Often, declarations that announce the demise of some practice usually mean that the practice has transformed. It’s true enough that sterling silver is a thing of the past, no longer on the registry for any young person that I know. It’s true that people don’t cook as much as they used to and more often nourish themselves with “take-out” or restaurant meals. If conversation is a lost art, the reason may be that it has become more direct and possibly less “artful.” And yes, everyone loves a good restaurant, where the food is predictably delicious and the workload non-existent if you’re counting only food preparation, service, and clean-up, not the work you do and the hours that you devote to it to pay the bill.

But it’s also true that cookbooks are proliferating like viruses. Some so large and comprehensive that you can hardly lift them while others are narrowly specific.
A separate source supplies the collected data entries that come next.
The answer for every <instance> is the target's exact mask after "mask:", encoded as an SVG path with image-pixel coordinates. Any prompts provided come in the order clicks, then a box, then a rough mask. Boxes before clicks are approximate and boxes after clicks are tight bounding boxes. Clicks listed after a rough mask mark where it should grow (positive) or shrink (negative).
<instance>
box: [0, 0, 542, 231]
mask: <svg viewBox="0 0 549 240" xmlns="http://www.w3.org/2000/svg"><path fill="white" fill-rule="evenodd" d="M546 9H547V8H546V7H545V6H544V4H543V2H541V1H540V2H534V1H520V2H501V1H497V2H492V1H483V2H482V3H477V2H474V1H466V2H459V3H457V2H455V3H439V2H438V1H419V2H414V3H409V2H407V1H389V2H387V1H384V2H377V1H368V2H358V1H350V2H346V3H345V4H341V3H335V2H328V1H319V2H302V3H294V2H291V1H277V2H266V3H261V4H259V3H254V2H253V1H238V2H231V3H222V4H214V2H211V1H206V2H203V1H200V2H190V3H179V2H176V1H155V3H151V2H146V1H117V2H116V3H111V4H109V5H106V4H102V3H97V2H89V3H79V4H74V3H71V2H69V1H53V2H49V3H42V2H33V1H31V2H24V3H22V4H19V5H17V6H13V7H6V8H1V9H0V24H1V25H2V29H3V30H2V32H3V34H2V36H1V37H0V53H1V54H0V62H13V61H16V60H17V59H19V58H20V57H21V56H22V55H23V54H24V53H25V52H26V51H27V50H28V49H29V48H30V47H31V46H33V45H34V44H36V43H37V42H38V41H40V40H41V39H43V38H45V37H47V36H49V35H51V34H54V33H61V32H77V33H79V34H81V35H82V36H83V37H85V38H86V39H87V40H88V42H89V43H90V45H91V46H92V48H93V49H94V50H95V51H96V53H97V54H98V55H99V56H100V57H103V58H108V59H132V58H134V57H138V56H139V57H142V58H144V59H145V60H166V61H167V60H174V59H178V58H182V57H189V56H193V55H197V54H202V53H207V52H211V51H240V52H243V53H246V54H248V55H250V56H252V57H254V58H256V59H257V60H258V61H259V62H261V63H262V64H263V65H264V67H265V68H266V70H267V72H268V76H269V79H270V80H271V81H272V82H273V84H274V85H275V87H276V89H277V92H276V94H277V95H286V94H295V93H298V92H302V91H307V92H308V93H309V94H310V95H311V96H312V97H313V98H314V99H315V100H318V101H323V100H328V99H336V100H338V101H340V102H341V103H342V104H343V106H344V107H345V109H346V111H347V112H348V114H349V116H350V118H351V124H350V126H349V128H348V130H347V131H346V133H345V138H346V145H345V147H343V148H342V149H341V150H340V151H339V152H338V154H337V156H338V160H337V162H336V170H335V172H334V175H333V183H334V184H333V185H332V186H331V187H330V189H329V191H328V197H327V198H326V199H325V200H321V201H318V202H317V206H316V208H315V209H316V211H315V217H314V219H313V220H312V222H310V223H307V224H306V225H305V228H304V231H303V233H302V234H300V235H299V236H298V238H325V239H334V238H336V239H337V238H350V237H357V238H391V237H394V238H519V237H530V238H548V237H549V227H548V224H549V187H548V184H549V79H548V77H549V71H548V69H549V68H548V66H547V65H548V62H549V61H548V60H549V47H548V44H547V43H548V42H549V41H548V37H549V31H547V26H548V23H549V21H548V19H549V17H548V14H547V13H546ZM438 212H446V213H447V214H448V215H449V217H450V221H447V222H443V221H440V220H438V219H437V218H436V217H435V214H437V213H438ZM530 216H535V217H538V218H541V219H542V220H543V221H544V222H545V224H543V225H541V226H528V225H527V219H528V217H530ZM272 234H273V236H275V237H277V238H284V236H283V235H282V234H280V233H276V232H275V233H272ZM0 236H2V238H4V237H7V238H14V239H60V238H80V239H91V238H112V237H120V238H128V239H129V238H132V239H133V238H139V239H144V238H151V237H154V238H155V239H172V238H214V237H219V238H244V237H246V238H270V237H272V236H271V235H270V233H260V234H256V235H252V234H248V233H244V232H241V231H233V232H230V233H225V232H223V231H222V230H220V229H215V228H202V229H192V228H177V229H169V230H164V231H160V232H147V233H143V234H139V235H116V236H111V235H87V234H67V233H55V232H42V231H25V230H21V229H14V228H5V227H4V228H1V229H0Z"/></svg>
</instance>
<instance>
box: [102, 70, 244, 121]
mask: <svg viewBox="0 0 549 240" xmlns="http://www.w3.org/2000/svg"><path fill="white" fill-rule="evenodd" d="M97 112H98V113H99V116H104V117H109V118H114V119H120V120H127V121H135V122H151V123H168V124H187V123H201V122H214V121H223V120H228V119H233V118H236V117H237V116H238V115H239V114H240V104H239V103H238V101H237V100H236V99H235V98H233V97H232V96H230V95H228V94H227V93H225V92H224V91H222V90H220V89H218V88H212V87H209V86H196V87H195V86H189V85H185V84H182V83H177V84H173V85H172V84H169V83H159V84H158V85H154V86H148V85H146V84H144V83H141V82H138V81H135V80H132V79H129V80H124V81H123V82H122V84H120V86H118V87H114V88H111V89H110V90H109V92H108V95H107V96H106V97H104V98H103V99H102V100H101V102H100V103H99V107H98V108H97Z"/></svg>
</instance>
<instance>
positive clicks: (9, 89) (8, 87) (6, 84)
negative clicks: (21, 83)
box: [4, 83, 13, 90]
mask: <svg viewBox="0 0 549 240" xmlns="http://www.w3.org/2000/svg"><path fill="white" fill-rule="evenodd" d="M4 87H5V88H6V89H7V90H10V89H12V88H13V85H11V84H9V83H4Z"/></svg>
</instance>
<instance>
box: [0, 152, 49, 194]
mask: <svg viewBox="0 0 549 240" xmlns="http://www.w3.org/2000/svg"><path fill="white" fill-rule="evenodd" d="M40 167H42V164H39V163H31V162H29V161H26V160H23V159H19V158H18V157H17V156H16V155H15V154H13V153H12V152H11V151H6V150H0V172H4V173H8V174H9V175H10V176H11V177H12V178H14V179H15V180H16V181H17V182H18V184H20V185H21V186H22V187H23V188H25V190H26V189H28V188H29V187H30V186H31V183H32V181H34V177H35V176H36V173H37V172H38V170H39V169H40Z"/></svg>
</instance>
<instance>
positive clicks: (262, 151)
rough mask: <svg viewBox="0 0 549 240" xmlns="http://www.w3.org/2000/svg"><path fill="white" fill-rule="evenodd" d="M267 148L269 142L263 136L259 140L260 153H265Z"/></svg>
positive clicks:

Olives, Anchovies, and Capers by Georgeanne Brennan happens to be sitting on my desk. And I’m sure you could find entire books that focus on recipes for each of those ingredients. Food magazines are abundant as are celebrity chefs, chopping and slicing on your television screen. And the internet is filled with recipe websites. Even vacations can be organized around cooking lessons. Given the huge amount of all this instruction in varying formats, a lot of people must be trying to cook at a level that goes beyond everyday eating.

My young daughter and son-in-law live in a loft in Oakland, California and are both employed by software companies. A counter separates their small kitchen from the living area. When they eat in, they sit at that counter. They don’t own a dining table, and when they invite friends, and they do, they serve from the coffee table. They prepare all the food. Guests sit on a large L-shaped couch and eat from plates in their laps. Some people sit on the floor. The conversation flows effortlessly and energetically, some serious, some humorous. Everyone is eating. Everyone is talking. If it acts like a dinner party, it may be one. But formal place settings at a table, elaborate cuisine, and restrained or formal conversation are absent. And when the in-laws come to town, my daughter asks me to host them because I own a dining table. I see such a table in her future.

They could easily take everyone to a restaurant, but they prefer a domestic setting because it is still the best one for uninterrupted socializing. The dinner party is anything but dead. It just looks different. And while restaurants are wonderful, dining out has a beginning when you order the meal, a middle when it is served, and an end when the server brings the check. In between, you must not talk or laugh enough to distract neighboring diners from their own conversations. Dinner parties at home have no such restraints. Guests interact with one another around a table or not, and the interaction takes on its own rhythm, generates its own energy, and ends only when tomorrow’s responsibilities manage to infiltrate consciousness. The dinner party is alive and well, and this is the season to give one. Happy Holidays!